The parish was established in 1887 from Annunciation and St. Elizabeth parishes south and north of it. Services were held in a local movie theater until a church could be built.

The church was constructed between 1889 and 1890 in an Eclectic style, to the designs by Thomas H. Poole. The design is particularly marked by the building's wide crow-stepped gable and ogee-headed openings, very similar to Poole's more compact Our Lady of Good Counsel (1892), and a predecessor to Poole's grander-scaled St. Thomas the Apostle in Harlem, now closed. The facade is "golden-hued brick", and the building features a "deep porch sheltered by a bracketed entryway."

==School==

A parish school run by the Sisters of Mercy, opened in 1910. In 1937 the Rev.
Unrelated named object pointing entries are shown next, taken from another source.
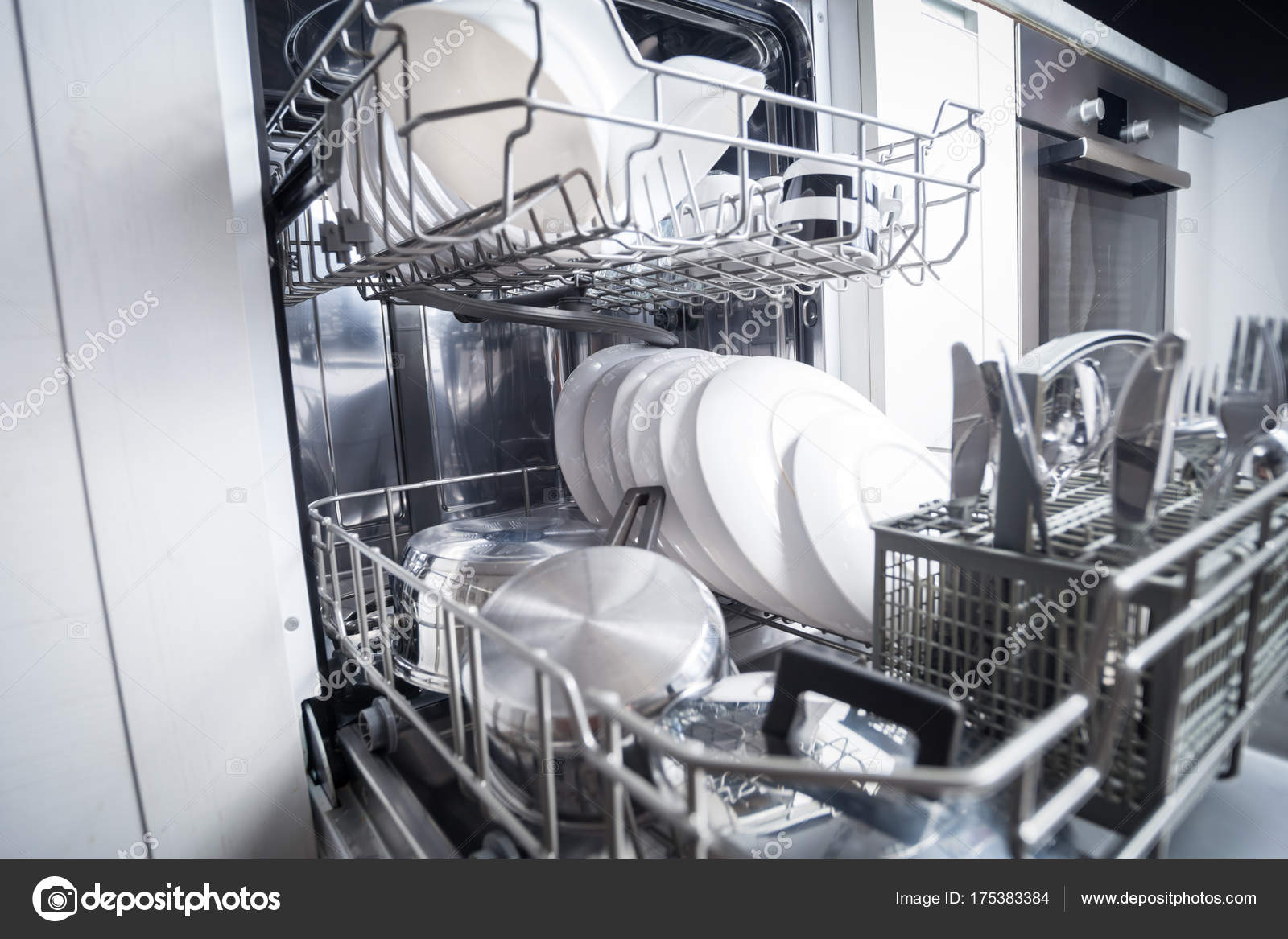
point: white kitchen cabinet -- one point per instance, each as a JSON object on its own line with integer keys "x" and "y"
{"x": 923, "y": 53}
{"x": 151, "y": 679}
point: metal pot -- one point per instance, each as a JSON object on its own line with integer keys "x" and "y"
{"x": 863, "y": 723}
{"x": 621, "y": 620}
{"x": 467, "y": 561}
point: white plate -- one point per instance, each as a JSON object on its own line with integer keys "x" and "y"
{"x": 609, "y": 402}
{"x": 654, "y": 402}
{"x": 658, "y": 178}
{"x": 597, "y": 434}
{"x": 849, "y": 471}
{"x": 493, "y": 60}
{"x": 691, "y": 490}
{"x": 740, "y": 461}
{"x": 571, "y": 422}
{"x": 620, "y": 422}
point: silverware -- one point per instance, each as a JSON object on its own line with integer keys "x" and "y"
{"x": 1201, "y": 439}
{"x": 1143, "y": 433}
{"x": 1255, "y": 389}
{"x": 1249, "y": 384}
{"x": 1018, "y": 503}
{"x": 972, "y": 434}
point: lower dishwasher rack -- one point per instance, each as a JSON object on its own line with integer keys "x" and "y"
{"x": 354, "y": 580}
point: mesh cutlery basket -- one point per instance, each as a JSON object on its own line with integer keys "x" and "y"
{"x": 955, "y": 612}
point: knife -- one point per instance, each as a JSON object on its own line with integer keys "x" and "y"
{"x": 972, "y": 434}
{"x": 1141, "y": 445}
{"x": 1018, "y": 487}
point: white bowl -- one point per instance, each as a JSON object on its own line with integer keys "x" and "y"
{"x": 473, "y": 51}
{"x": 660, "y": 177}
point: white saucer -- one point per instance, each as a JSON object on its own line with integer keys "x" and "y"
{"x": 654, "y": 402}
{"x": 624, "y": 398}
{"x": 571, "y": 422}
{"x": 738, "y": 465}
{"x": 658, "y": 178}
{"x": 849, "y": 471}
{"x": 493, "y": 61}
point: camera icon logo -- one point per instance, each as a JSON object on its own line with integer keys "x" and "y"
{"x": 55, "y": 900}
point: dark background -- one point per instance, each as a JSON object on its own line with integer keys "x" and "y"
{"x": 1241, "y": 47}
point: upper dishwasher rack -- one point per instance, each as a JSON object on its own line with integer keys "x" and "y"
{"x": 706, "y": 251}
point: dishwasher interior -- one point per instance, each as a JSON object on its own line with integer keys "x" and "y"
{"x": 424, "y": 374}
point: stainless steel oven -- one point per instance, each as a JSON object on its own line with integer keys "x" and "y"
{"x": 1098, "y": 164}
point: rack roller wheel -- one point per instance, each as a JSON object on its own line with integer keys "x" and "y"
{"x": 497, "y": 844}
{"x": 379, "y": 727}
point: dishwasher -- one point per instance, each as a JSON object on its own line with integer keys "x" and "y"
{"x": 427, "y": 351}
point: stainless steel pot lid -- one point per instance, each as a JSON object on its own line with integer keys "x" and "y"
{"x": 502, "y": 545}
{"x": 621, "y": 620}
{"x": 467, "y": 561}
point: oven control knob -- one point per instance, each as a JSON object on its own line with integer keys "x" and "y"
{"x": 1135, "y": 132}
{"x": 1092, "y": 109}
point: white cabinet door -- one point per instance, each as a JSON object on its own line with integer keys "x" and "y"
{"x": 925, "y": 53}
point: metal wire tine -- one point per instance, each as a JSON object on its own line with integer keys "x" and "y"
{"x": 383, "y": 621}
{"x": 547, "y": 780}
{"x": 1272, "y": 364}
{"x": 480, "y": 724}
{"x": 349, "y": 48}
{"x": 616, "y": 793}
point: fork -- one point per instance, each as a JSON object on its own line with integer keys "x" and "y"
{"x": 1199, "y": 437}
{"x": 1255, "y": 387}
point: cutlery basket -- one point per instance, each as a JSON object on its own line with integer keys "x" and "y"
{"x": 1013, "y": 632}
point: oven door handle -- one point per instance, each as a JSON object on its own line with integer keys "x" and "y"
{"x": 1088, "y": 160}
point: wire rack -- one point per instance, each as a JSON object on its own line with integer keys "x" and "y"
{"x": 951, "y": 602}
{"x": 356, "y": 587}
{"x": 377, "y": 229}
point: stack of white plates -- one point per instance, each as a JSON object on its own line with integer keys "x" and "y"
{"x": 774, "y": 472}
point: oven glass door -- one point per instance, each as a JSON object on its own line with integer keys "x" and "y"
{"x": 1101, "y": 255}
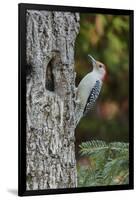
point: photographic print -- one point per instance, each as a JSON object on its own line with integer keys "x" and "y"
{"x": 75, "y": 99}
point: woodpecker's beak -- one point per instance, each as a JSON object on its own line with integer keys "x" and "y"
{"x": 92, "y": 59}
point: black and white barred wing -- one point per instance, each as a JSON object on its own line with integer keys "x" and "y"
{"x": 92, "y": 97}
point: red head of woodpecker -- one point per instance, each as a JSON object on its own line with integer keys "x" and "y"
{"x": 99, "y": 67}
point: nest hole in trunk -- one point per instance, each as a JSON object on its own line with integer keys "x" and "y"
{"x": 50, "y": 77}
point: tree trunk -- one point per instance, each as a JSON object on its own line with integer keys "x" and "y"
{"x": 50, "y": 99}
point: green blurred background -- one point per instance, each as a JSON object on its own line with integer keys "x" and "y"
{"x": 106, "y": 38}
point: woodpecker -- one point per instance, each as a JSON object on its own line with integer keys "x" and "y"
{"x": 89, "y": 88}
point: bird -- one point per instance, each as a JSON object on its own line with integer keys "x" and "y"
{"x": 89, "y": 89}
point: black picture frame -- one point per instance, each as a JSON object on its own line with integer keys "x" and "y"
{"x": 22, "y": 99}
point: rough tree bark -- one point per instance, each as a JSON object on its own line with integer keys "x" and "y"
{"x": 50, "y": 99}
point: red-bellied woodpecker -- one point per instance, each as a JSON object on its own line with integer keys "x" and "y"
{"x": 89, "y": 89}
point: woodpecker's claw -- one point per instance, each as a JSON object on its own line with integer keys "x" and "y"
{"x": 92, "y": 59}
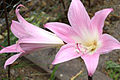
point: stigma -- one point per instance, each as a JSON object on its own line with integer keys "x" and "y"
{"x": 86, "y": 48}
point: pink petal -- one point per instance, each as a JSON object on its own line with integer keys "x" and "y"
{"x": 27, "y": 47}
{"x": 37, "y": 33}
{"x": 12, "y": 48}
{"x": 18, "y": 30}
{"x": 11, "y": 59}
{"x": 78, "y": 16}
{"x": 66, "y": 53}
{"x": 109, "y": 43}
{"x": 91, "y": 62}
{"x": 98, "y": 20}
{"x": 64, "y": 31}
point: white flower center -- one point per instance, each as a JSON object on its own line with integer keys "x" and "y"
{"x": 86, "y": 47}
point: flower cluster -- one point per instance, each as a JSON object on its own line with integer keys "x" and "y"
{"x": 83, "y": 37}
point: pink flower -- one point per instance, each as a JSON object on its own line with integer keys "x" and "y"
{"x": 84, "y": 39}
{"x": 30, "y": 38}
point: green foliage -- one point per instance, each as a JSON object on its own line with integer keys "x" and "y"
{"x": 19, "y": 78}
{"x": 113, "y": 70}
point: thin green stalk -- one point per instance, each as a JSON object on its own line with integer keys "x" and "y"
{"x": 52, "y": 77}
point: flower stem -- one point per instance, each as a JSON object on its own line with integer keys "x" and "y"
{"x": 8, "y": 34}
{"x": 90, "y": 78}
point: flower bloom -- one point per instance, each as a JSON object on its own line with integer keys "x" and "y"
{"x": 30, "y": 38}
{"x": 84, "y": 37}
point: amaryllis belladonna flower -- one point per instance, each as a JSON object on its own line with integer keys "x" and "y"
{"x": 30, "y": 38}
{"x": 84, "y": 37}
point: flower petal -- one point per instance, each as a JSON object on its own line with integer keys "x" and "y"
{"x": 18, "y": 29}
{"x": 36, "y": 32}
{"x": 64, "y": 31}
{"x": 78, "y": 16}
{"x": 11, "y": 59}
{"x": 91, "y": 62}
{"x": 109, "y": 43}
{"x": 66, "y": 53}
{"x": 98, "y": 20}
{"x": 28, "y": 47}
{"x": 13, "y": 48}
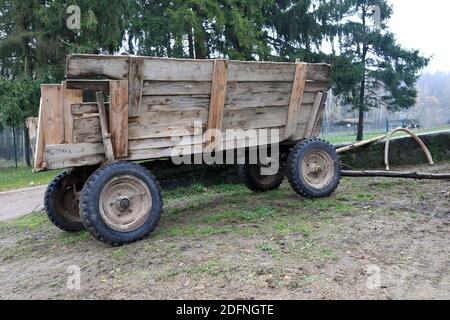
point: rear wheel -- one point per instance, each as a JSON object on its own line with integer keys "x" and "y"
{"x": 121, "y": 203}
{"x": 314, "y": 169}
{"x": 256, "y": 181}
{"x": 61, "y": 202}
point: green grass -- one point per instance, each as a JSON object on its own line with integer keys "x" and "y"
{"x": 352, "y": 137}
{"x": 12, "y": 178}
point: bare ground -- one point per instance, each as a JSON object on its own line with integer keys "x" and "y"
{"x": 227, "y": 243}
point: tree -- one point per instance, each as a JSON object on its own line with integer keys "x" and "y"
{"x": 372, "y": 69}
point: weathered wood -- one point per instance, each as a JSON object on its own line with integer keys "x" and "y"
{"x": 136, "y": 82}
{"x": 111, "y": 67}
{"x": 396, "y": 174}
{"x": 53, "y": 113}
{"x": 39, "y": 155}
{"x": 313, "y": 116}
{"x": 70, "y": 96}
{"x": 106, "y": 136}
{"x": 295, "y": 103}
{"x": 89, "y": 85}
{"x": 73, "y": 155}
{"x": 217, "y": 103}
{"x": 118, "y": 116}
{"x": 80, "y": 109}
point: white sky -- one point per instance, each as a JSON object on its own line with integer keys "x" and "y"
{"x": 424, "y": 25}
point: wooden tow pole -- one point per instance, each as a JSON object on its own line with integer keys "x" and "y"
{"x": 388, "y": 173}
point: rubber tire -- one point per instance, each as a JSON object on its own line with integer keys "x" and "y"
{"x": 89, "y": 204}
{"x": 246, "y": 172}
{"x": 295, "y": 177}
{"x": 51, "y": 195}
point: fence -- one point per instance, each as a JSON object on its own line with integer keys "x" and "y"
{"x": 12, "y": 147}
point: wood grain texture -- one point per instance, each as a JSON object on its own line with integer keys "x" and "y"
{"x": 106, "y": 136}
{"x": 111, "y": 67}
{"x": 313, "y": 116}
{"x": 296, "y": 98}
{"x": 217, "y": 102}
{"x": 53, "y": 114}
{"x": 118, "y": 116}
{"x": 70, "y": 97}
{"x": 136, "y": 82}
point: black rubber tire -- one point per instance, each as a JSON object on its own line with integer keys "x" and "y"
{"x": 54, "y": 203}
{"x": 90, "y": 197}
{"x": 296, "y": 179}
{"x": 248, "y": 174}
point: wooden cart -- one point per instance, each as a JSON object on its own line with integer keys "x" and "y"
{"x": 154, "y": 108}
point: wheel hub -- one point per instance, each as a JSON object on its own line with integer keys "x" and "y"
{"x": 317, "y": 169}
{"x": 125, "y": 203}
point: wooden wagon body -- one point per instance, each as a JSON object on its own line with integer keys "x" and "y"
{"x": 151, "y": 104}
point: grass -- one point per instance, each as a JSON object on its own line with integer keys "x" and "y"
{"x": 352, "y": 137}
{"x": 23, "y": 177}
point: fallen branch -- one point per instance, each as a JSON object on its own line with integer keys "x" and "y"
{"x": 393, "y": 174}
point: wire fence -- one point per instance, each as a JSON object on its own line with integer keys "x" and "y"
{"x": 12, "y": 147}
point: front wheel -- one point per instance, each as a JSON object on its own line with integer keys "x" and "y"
{"x": 121, "y": 203}
{"x": 314, "y": 169}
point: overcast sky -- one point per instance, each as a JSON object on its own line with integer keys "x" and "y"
{"x": 424, "y": 25}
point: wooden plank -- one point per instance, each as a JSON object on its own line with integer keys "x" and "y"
{"x": 136, "y": 82}
{"x": 319, "y": 121}
{"x": 106, "y": 136}
{"x": 118, "y": 116}
{"x": 111, "y": 67}
{"x": 73, "y": 155}
{"x": 161, "y": 88}
{"x": 296, "y": 100}
{"x": 70, "y": 96}
{"x": 313, "y": 116}
{"x": 39, "y": 155}
{"x": 217, "y": 102}
{"x": 160, "y": 69}
{"x": 89, "y": 85}
{"x": 53, "y": 114}
{"x": 80, "y": 109}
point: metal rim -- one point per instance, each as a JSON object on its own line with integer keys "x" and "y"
{"x": 262, "y": 179}
{"x": 67, "y": 204}
{"x": 125, "y": 203}
{"x": 317, "y": 169}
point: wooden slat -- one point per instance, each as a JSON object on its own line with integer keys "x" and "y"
{"x": 39, "y": 156}
{"x": 89, "y": 85}
{"x": 118, "y": 115}
{"x": 53, "y": 114}
{"x": 111, "y": 67}
{"x": 136, "y": 82}
{"x": 106, "y": 136}
{"x": 70, "y": 96}
{"x": 73, "y": 155}
{"x": 217, "y": 103}
{"x": 313, "y": 116}
{"x": 296, "y": 100}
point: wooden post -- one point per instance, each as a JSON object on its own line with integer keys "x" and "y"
{"x": 217, "y": 103}
{"x": 298, "y": 88}
{"x": 106, "y": 137}
{"x": 118, "y": 117}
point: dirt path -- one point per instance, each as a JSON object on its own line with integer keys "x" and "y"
{"x": 17, "y": 203}
{"x": 373, "y": 239}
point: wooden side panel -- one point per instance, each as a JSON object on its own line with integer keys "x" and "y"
{"x": 53, "y": 114}
{"x": 217, "y": 103}
{"x": 111, "y": 67}
{"x": 136, "y": 82}
{"x": 295, "y": 103}
{"x": 118, "y": 115}
{"x": 70, "y": 97}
John J. Brady had a four-story brick schoolhouse built at 508-510 West 153rd Street to designs by Jules Lewis known as the Annex, it opened in 1938. In 1946, all classes were consolidated in the Annex and the original school became Bishop Dubois High School. The parish school finally closed in 2006.

==Rectory==

The rectory next door at 506 West 153rd Street was built c.1926.

==Parish==
The parishioners of St. Catherine of Genoa were Irish immigrants when the church was established. Today there is a mix of African-Americans, Puerto Ricans, Dominicans and Haitians. Services are held in English, Spanish, French and Haitian/Creole.